Diese Bemerkung war wie eine Erlösung. »Ja«, sagte Marlen.
»Du hast Recht.«
»Ich pack dann meine Tasche«, sagte Julika.
»Warte.« Marlen griff nach ihrem Arm. Und ließ ihn sofort wieder los. »Ich wollte dich nicht verletzen.«
»Nein«, sagte Julika.
»Warum bist du von zu Hause weggelaufen?«
Julika warf Rico einen Blick zu, der ihn zwang, nervös mit dem rechten Bein zu wippen. Er wusste nicht, wieso.
»Ich bin nicht weggelaufen«, sagte Julika. »Ich bin ausgezogen. Sie brauchen keine Angst zu haben, ich ziehe nicht bei Ihnen ein.«
»Was ist passiert?«, fragte Marlen und fühlte sich eigenartig erleichtert, als Julika die Hände vom Tisch nahm und in die Hosentaschen steckte.

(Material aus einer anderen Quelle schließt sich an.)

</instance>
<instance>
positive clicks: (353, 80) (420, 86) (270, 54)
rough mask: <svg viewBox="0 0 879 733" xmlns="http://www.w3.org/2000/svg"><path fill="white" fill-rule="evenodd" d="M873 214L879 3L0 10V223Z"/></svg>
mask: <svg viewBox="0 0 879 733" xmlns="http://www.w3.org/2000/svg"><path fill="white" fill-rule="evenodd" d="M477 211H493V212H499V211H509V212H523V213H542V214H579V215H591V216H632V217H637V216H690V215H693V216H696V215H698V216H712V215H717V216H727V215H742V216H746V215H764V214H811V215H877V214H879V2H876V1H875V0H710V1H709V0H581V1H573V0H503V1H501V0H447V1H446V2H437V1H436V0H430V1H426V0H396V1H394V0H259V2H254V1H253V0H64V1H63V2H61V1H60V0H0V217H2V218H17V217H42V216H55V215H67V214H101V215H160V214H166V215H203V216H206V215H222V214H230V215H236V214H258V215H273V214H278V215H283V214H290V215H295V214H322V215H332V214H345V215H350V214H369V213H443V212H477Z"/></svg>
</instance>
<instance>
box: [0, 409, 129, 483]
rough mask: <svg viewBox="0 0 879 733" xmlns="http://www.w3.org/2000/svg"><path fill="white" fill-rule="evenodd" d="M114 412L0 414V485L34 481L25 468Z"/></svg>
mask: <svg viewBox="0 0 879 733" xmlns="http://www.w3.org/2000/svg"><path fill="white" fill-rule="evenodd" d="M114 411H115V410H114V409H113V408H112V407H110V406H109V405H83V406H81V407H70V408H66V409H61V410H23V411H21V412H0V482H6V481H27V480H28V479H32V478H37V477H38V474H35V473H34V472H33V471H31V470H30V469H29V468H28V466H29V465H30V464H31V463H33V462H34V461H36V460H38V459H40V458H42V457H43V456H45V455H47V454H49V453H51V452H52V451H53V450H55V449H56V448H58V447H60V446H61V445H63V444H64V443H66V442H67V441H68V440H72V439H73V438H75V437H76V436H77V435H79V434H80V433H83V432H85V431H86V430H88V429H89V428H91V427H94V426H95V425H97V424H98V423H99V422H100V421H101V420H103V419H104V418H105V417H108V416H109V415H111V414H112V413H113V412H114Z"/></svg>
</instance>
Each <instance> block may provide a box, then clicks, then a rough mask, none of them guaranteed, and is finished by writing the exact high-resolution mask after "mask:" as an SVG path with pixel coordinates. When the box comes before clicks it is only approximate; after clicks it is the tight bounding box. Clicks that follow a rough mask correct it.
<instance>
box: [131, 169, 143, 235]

»Das ist alles Vergangenheit«, sagte Julika. »Jetzt fang ich an zu leben. Vorher hab ich nur so getan.«
Daraufhin schwieg sie, saß reglos da mit gestrecktem Rücken, die Hände in den Hosentaschen, und blickte zur offenen Tür.
»Hast du Verwandte oder Bekannte, bei denen du vorübergehend bleiben kannst?«, fragte Marlen.
»Nein«, sagte Rico.
»Ja«, sagte Julika gleichzeitig. »Zu denen geh ich aber nicht. Ich miete mir ein Hotelzimmer.«
»Hast du so viel Geld?«
»Es reicht.«
»War deine Mutter am Telefon?«, fragte Marlen.
»Was?«
»Heute Morgen, als du zu Hause angerufen hast.«
»Mein Vater.«
»Er hat schon einmal die Polizei auf sie gehetzt«, sagte Rico. Marlen nickte, unschlüssig, ob sie weiterfragen sollte. Weiterfragen bedeutete: mehr Interesse zeigen, und mehr Interesse zeigen bedeutete: mehr Nähe, und mehr Nähe bedeutete: weniger Entfernung. Und sie wollte immer noch nicht, dass das Mädchen in der Wohnung blieb, und noch weniger würde ihr gefallen, wenn morgen die Polizei auftauchte. Sie duldete es nicht, vor vollendete Tatsachen gestellt zu werden. Und es war ihr ein Rätsel, weshalb ihr Sohn sich das bieten ließ. Dann sah sie ihn an, und was sie sah, verblüffte sie so, dass sie nicht anders konnte, als ein kurzes Lachen auszustoßen. Julika nahm Ricos Hand, die auf seinem Oberschenkel lag, und hielt sie fest. Und er rückte mit dem Stuhl und machte ein Gesicht, als wäre er Knirps Nimmerklug in Sonnenstadt.
Sie bestand darauf allein abzuspülen. Anschließend telefonierte sie und zwang sich, nur ein Glas Marillenschnaps zu trinken und nicht noch ein weiteres, worauf sie Lust hatte. Am liebsten hätte sie den ganzen Rest ausgetrunken, mindestens drei Gläser.
»Ich muss mit dir reden«, sagte sie in ihr Handy. Das kleine Glas hatte sie zur Hälfte geleert, sie schob es von sich weg und legte den Ellbogen auf den Tisch. Schon die wenigen Schlucke hatten eine beruhigende Wirkung auf sie.
»Dann sprich mit mir, das hindert mich am Schokoladeessen«, sagte ihre Freundin am anderen Ende.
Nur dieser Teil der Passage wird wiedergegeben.